I have a PDF file that contains many tabular form information like
1 john maklin testing 20000
I want convert this PDF file data into an Excel file.
I have a PDF file that contains many tabular form information like
1 john maklin testing 20000
I want convert this PDF file data into an Excel file.
If it is a one time thing then I would recommend using a software which is already available in the market. I would recommend seeing this link here in SO where I answered a similar query.
If it is a regular thing then you can try and integrate the Xpdf in your code to create one such application. Though I am sure it will be pretty messy :)
I could have suggested installing Adobe Professional and then using it in your program but I have already traversed that route and I am sure you wouldn't wanna do the same.

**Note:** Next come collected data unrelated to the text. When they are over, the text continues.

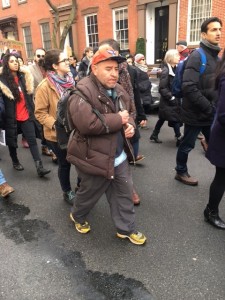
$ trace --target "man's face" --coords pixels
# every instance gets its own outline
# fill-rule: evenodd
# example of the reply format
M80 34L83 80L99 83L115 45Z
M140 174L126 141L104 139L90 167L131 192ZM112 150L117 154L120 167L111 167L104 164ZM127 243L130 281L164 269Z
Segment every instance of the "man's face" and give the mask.
M182 52L186 47L183 45L177 45L176 48L177 48L178 52Z
M106 60L92 66L92 72L106 89L113 89L119 79L119 66L115 60Z
M44 60L45 57L45 51L42 49L37 49L35 51L35 55L34 55L34 61L36 63L38 63L40 60Z
M213 45L218 45L221 38L221 29L219 22L209 23L207 32L202 32L202 38Z
M86 56L88 57L88 59L91 59L93 56L93 51L92 50L88 51Z

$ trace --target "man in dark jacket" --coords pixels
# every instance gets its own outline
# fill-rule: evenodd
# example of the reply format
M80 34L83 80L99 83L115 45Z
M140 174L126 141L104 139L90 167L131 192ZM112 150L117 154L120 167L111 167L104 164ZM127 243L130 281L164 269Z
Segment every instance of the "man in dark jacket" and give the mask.
M78 77L82 79L88 75L89 65L91 58L93 56L93 49L91 47L87 47L84 49L84 57L82 58L79 69L78 69Z
M68 143L67 159L81 179L70 218L78 232L89 232L87 215L106 193L117 236L141 245L146 237L135 228L127 161L127 156L133 155L128 139L134 134L134 112L128 94L117 84L118 64L124 60L111 47L101 46L93 56L91 75L77 84L83 98L74 94L70 99L75 132Z
M209 140L210 126L214 116L217 92L214 89L213 75L217 66L222 22L217 17L205 20L201 25L200 47L206 55L206 68L200 74L201 57L193 51L188 58L183 74L183 102L181 119L185 124L184 137L177 151L176 180L195 186L198 181L191 177L187 169L189 152L195 147L200 132Z
M176 43L176 48L179 52L180 55L180 61L184 60L186 57L189 55L189 49L187 47L187 42L186 41L178 41Z

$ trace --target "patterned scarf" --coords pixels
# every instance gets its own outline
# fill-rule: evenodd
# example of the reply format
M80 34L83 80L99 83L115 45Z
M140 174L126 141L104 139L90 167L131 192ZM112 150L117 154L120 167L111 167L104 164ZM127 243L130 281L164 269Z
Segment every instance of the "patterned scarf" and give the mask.
M130 96L131 100L134 100L133 87L130 80L130 74L127 70L127 63L119 64L119 83L125 89Z
M65 75L64 77L60 77L54 71L47 71L46 77L55 86L60 97L63 95L66 89L75 87L75 81L69 74Z

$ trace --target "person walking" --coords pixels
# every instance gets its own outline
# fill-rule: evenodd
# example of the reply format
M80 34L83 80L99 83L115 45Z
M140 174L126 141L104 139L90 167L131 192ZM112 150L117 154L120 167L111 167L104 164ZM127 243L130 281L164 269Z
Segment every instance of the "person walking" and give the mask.
M84 49L84 57L82 58L78 68L79 80L88 75L89 65L92 56L93 56L93 49L91 47L86 47Z
M36 135L41 138L41 128L34 117L33 77L26 68L20 71L15 54L7 54L3 58L0 97L5 105L6 144L14 169L24 170L17 156L17 137L22 132L28 142L38 176L47 175L50 170L43 167L36 141Z
M57 103L67 89L75 87L70 76L69 59L62 50L53 49L46 52L44 68L46 78L36 90L35 116L43 126L47 144L58 158L58 177L63 191L64 200L70 205L75 197L70 184L70 163L66 160L66 149L61 149L57 143L55 121Z
M93 56L91 75L77 84L84 99L71 96L69 113L75 131L68 143L67 160L76 166L81 182L70 218L78 232L88 233L87 216L105 193L117 236L142 245L146 237L136 230L127 161L127 155L133 156L128 139L134 134L135 112L128 94L117 83L118 64L124 60L113 48L101 46Z
M184 40L178 41L176 43L176 48L177 48L177 50L179 52L179 55L180 55L180 61L184 60L190 54L190 51L187 47L187 42L184 41Z
M217 70L216 89L219 91L219 99L206 152L206 157L215 166L216 172L210 185L204 217L205 221L216 228L225 229L225 222L219 217L219 204L225 191L225 51Z
M34 78L34 96L35 96L37 86L46 76L46 72L43 67L45 54L46 54L46 51L44 48L37 48L34 52L34 63L28 66L28 68ZM49 149L44 137L41 141L41 152L42 152L42 155L51 156L53 162L55 162L55 163L57 162L57 157L56 157L55 153L53 153L52 149Z
M200 74L201 57L198 51L193 51L189 55L183 74L181 120L185 125L184 136L176 156L175 179L191 186L198 185L198 180L188 173L188 155L194 149L200 132L204 134L208 143L214 117L214 103L218 98L213 79L218 64L218 53L221 50L221 28L222 21L217 17L211 17L202 23L200 47L206 55L205 71Z
M150 136L151 141L156 143L162 143L158 138L161 127L165 121L168 121L168 125L173 127L176 146L178 147L181 142L180 127L182 123L179 117L180 99L175 98L172 95L172 82L175 76L176 65L179 63L180 56L176 49L170 49L166 52L164 58L164 67L160 76L159 93L161 95L159 104L159 119L155 125L153 133Z

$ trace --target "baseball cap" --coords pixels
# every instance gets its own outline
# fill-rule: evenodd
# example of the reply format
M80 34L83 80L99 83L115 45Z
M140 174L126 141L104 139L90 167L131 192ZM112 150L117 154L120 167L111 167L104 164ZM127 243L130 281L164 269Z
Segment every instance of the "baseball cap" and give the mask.
M96 65L102 61L115 60L118 64L126 61L125 57L118 56L112 47L108 45L101 46L98 51L94 54L91 60L91 65Z
M177 43L176 43L176 45L183 45L183 46L187 46L187 42L186 41L178 41Z
M141 59L144 59L145 56L141 53L135 55L134 60L138 63Z

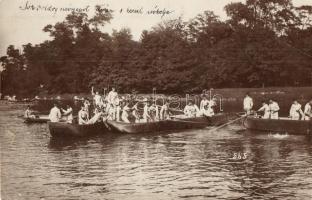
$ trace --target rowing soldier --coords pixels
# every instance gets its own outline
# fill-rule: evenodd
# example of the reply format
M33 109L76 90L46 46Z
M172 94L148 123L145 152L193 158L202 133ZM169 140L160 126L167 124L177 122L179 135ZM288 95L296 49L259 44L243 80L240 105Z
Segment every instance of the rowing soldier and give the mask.
M312 99L304 106L304 119L311 120L312 118Z
M246 114L249 115L253 107L253 99L250 97L249 93L246 93L243 105L244 105L244 110L246 111Z
M155 102L148 108L149 116L151 118L151 121L158 121L159 115L158 115L158 106L155 104Z
M263 112L262 116L263 119L270 118L270 107L265 101L262 101L262 107L259 108L258 112Z
M30 106L27 106L27 109L24 113L25 118L35 118L36 116L32 114L32 111L30 110Z
M92 90L91 90L91 94L92 94L92 96L93 96L93 102L94 102L94 104L95 104L96 106L99 106L100 103L101 103L101 95L99 94L98 91L96 91L96 92L94 93L93 87L92 87Z
M186 117L197 117L199 114L199 109L197 105L193 103L192 100L188 101L188 104L184 108L184 114Z
M293 104L291 105L290 110L289 110L289 117L292 120L299 120L300 115L302 116L302 119L304 119L304 115L303 115L303 112L301 110L301 104L298 103L297 100L294 100Z
M150 115L149 115L149 102L147 101L147 98L143 99L144 102L144 108L143 108L143 122L148 122L150 120Z
M161 120L170 118L169 101L166 101L165 104L161 106L159 117Z
M86 111L86 107L81 106L80 111L78 112L78 124L88 124L89 114Z
M270 99L269 108L270 108L270 119L278 119L278 111L280 110L278 103Z
M205 106L208 106L209 100L207 99L206 95L203 95L203 99L200 102L199 110L203 110Z
M66 110L62 109L63 115L66 117L66 122L71 124L73 123L73 109L70 105L66 106Z
M115 119L117 122L120 121L120 113L121 113L121 104L122 100L121 98L117 95L114 99L114 110L115 110Z
M118 93L116 92L116 89L112 87L112 90L108 93L106 100L110 104L114 104L115 98L118 97Z
M59 122L61 117L61 111L55 103L54 107L50 110L49 119L51 122Z
M122 114L121 114L121 120L125 123L130 123L129 121L129 112L130 112L130 108L129 108L129 102L126 101L125 105L122 109Z
M139 113L139 109L138 109L138 102L136 102L132 106L132 115L135 118L135 122L140 122L140 113Z

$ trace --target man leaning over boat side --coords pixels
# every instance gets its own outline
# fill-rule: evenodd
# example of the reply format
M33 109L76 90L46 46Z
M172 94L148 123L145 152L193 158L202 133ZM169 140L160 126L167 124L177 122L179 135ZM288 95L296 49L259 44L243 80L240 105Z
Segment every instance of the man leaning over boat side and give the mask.
M73 123L73 109L70 105L66 106L66 110L62 109L63 115L66 117L66 122L69 124Z
M289 110L289 117L292 120L299 120L300 115L302 116L302 119L304 119L304 115L301 110L301 104L296 99L294 99Z
M207 96L206 96L206 95L203 95L202 100L201 100L201 102L200 102L199 110L205 109L205 106L208 106L209 103L210 103L210 102L209 102L209 100L207 99Z
M87 124L89 121L89 114L86 111L86 108L84 106L81 106L81 109L78 112L78 124L83 125Z
M50 110L49 119L51 122L59 122L61 117L61 111L58 108L58 105L55 103L54 107Z
M253 99L250 97L248 92L246 93L246 96L244 98L243 105L244 105L244 110L246 114L249 115L253 107Z
M312 118L312 99L304 106L304 120L311 120Z
M269 108L270 108L270 119L278 119L278 111L280 110L278 103L270 99Z
M170 119L170 111L169 111L169 101L166 100L164 105L161 106L160 113L159 113L159 118L160 120L166 120Z
M258 112L263 112L263 119L270 118L270 107L265 101L262 101L262 107L258 109Z
M184 107L184 115L186 117L197 117L199 115L199 109L192 100L189 100L188 104Z

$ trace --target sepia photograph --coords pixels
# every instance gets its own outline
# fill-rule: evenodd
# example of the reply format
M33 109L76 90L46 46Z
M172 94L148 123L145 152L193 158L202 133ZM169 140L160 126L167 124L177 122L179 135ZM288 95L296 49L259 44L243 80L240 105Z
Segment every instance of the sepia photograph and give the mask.
M0 200L311 200L312 0L0 0Z

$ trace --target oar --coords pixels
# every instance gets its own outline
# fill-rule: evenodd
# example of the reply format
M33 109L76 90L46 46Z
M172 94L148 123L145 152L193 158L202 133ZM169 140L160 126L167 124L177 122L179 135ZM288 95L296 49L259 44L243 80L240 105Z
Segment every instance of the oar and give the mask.
M236 119L234 119L234 120L232 120L232 121L229 121L228 123L225 123L225 124L222 124L222 125L220 125L220 126L217 126L216 128L210 129L209 131L218 130L218 129L223 128L223 127L225 127L225 126L228 126L228 125L230 125L230 124L232 124L232 123L234 123L234 122L236 122L236 121L238 121L238 120L241 120L241 119L243 119L243 118L245 118L245 117L247 117L247 116L248 116L248 115L241 116L241 117L236 118Z
M179 110L179 109L174 109L174 108L169 108L170 111L174 111L174 112L180 112L182 114L184 114L183 110Z

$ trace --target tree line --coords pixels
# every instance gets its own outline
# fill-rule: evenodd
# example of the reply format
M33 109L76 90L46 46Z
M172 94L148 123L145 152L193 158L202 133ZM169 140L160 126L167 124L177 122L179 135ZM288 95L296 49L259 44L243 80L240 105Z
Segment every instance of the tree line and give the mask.
M117 87L162 93L207 88L312 84L312 6L291 0L246 0L225 6L221 20L205 11L189 21L163 21L112 34L102 28L113 11L72 12L43 31L50 40L10 45L0 61L3 94L83 93Z

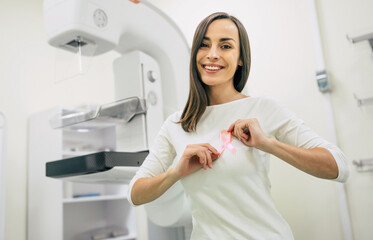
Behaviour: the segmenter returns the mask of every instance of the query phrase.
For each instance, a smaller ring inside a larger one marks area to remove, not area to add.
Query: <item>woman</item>
[[[269,154],[316,177],[348,177],[337,147],[275,100],[241,93],[249,70],[240,21],[226,13],[205,18],[194,35],[184,111],[165,121],[130,183],[129,201],[139,205],[180,180],[191,204],[192,239],[293,239],[270,197]]]

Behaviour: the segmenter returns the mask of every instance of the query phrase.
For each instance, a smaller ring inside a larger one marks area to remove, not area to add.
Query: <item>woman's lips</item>
[[[202,64],[202,68],[208,73],[216,73],[222,70],[224,67],[218,64]]]

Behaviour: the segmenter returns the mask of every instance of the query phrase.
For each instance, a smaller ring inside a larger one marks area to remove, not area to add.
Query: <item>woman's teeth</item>
[[[212,70],[212,71],[214,71],[214,70],[219,70],[219,69],[220,69],[220,67],[217,67],[217,66],[205,66],[205,68],[206,68],[207,70]]]

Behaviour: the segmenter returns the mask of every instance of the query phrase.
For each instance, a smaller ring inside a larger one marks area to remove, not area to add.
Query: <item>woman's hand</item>
[[[322,147],[304,149],[269,138],[255,118],[239,119],[227,131],[232,132],[245,145],[272,154],[315,177],[338,177],[338,165],[329,150]]]
[[[177,163],[174,174],[181,179],[200,168],[212,168],[212,161],[219,157],[219,152],[208,143],[189,144]]]
[[[249,147],[255,147],[265,151],[270,144],[268,138],[256,118],[238,119],[228,129],[232,135]]]

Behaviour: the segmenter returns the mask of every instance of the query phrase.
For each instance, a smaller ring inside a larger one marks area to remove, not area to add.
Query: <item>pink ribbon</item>
[[[232,153],[236,152],[236,148],[231,144],[232,142],[232,133],[227,130],[220,131],[220,140],[223,142],[223,145],[219,149],[219,153],[222,154],[226,148],[231,150]]]

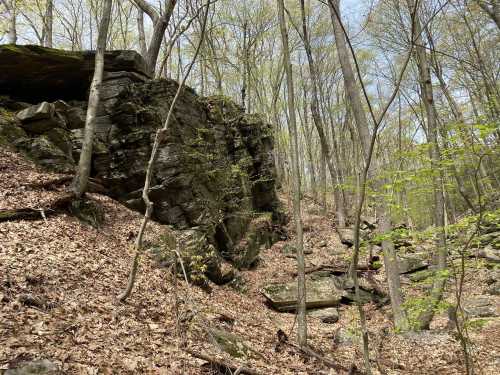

Adobe has published the specification for PDF but it seems like each program has somewhat different interpretation of the pdf which makes it difficult for one to read any pdf file considering the fact that every vendor follows different guidelines to create the pdf.
If you search the web you will come across this link. They claim to have successfully integrated Xpdf with VBA. I have never tested it so you might want to check it out yourself. If it can be integrated in VBA then there is a high possibility that it can be integrated in VB.Net as well. I am not sure about python though.
Other alternative is if you can output the file to csv directly instead of pdf at the source then the conversion of pdf to Excel wouldn't arise. I am not sure if you can exercise this option.